Microsoft has just fixed one of Windows 11’s neatest features – one that Chief Product Officer Panos Panay called a ‘game-changer’ when it was first introduced back in 2021.

The pre-loaded Clock application in Windows 11 has long included a feature that allows you to link up your Spotify account and set it to play specific productivity-focused playlists while you’re employing the nifty Focus Assist feature.

However, as previously noted by Neowin, the functionality had been broken for months (since at least February 2023, potentially longer), and despite Spotify trying to rectify the issue, it turned out to be an expired certificate on Microsoft’s end breaking the feature. Users attempting to link their Spotify account to Windows Clock would be met with a blank screen and an endless “Connecting to a service” message.

Thankfully, it looks like the problem is now resolved – in part, it seems, due to Neowin’s diligent reporting. When Spotify confirmed that the bug was Microsoft’s fault, Neowin reached out to the Windows creator to report the issue. Lo and behold, a few weeks later, the problem has been fixed; you can now hook up your Spotify account to the Clock app with no difficulties.

Microsoft, please love all your children equally

However, it looks like the problem is still lingering in Windows 10 – when I tried to connect my Clock app to Spotify on my personal desktop PC (after checking for system updates), I got the same empty white window.

Microsoft has been getting more and more aggressive in its efforts to push users to upgrade to Windows 11, but this feels like a spectacular low point. If the problem is something as simple as an expired certificate for Spotify’s API access, why not fix it for both Windows 10 and 11?

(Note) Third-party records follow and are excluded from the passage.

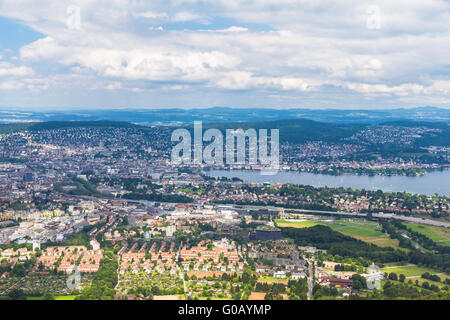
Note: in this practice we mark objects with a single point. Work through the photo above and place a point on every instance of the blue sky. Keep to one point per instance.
(205, 53)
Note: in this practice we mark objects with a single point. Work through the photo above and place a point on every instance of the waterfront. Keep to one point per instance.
(430, 183)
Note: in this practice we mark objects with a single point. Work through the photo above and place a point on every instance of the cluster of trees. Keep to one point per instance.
(440, 261)
(336, 243)
(275, 288)
(104, 282)
(432, 277)
(157, 197)
(393, 290)
(299, 288)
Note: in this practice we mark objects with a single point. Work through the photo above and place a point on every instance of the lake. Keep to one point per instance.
(430, 183)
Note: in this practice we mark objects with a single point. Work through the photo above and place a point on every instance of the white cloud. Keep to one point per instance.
(315, 48)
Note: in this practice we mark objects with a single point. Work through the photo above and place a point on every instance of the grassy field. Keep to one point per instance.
(366, 231)
(409, 271)
(295, 223)
(440, 235)
(55, 298)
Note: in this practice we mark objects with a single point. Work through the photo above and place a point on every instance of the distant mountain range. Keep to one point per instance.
(222, 114)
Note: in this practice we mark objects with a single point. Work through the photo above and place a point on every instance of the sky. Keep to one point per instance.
(236, 53)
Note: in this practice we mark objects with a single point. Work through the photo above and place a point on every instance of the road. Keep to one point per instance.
(375, 215)
(310, 279)
(362, 215)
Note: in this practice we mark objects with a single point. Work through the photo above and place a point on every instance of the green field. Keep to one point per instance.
(366, 231)
(55, 298)
(440, 235)
(409, 271)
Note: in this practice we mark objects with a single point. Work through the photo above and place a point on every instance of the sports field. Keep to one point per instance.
(366, 231)
(409, 271)
(440, 235)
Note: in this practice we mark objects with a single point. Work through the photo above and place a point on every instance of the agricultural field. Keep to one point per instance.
(366, 231)
(409, 271)
(440, 235)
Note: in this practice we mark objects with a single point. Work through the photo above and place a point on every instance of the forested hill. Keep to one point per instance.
(298, 130)
(294, 131)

Look, I don’t hate Windows 11 (although Microsoft’s recent boo-boo over ads in the Weather app did make me chuckle). I use it on my work laptop and it’s fine – in fact, it’s steadily improving, gradually adding great features and gathering pace among users. It’s been on the rise for a while in terms of adoption – a quick look at the OS section of the Steam Hardware and Software Survey shows that Windows 11 is now eating into its predecessor’s share of the PC gaming space with impressive speed.

But as my colleague Darren recently said, Microsoft should be using the carrot, not the stick, to boost Windows 11 adoption. I love Windows 10 – why don’t you, Microsoft? It’s one of the best operating systems ever made, and I don’t want to feel forced to abandon it because you’re not willing to fix simple bugs that can be fixed in its successor.

It’s also frankly not a good look that it took more than three months – and a direct complaint from a tech news site – to fix such a simple problem. Come on, Microsoft. Oh, and you can stop with all the Bing AI nonsense. If I wanted an AI on my desktop, I’d just use ChatGPT.